<br>

## CEIT 418 Data Science Project

As your final data science project for CEIT 418, you will explore an educational dataset, and build a classification machine learning model. As the submission, you should submit in OdtuClass the following items:

1. The url of the Google Colab document, and 
2. The PDF version of the complete notebook. 

Submissions missing any of the files will not be evaluated.


In the first part, mostly you are expected to explore different tables (possible by using functions such as `head`, `shape`, `info`, and `describe`), deal with duplicate records and missing values, and perform some exploratory tasks.

In the second part, you will build a classification model and report its accuracy.
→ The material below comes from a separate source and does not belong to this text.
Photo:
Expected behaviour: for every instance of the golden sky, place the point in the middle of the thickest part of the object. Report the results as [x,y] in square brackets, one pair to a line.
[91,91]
#### Important Information

For any action you take on the data, you should **explain your rationale** (e.g., I took into account colmuns X and Y when detecting duplicates because Z). Also, you should **provide an explanation/interpretation for outputs** produced by your code (e.g., based on this result, A and B columns can be dropped since they carry mostly missing values).

#### About the Dataset

For the final project, you will work on a public educational dataset shared by UK Open University. Although throughout this document you will be provided with sufficient information about this public dataset, you are strongly recommended to refer to https://analyse.kmi.open.ac.uk/open_dataset for more detailed information.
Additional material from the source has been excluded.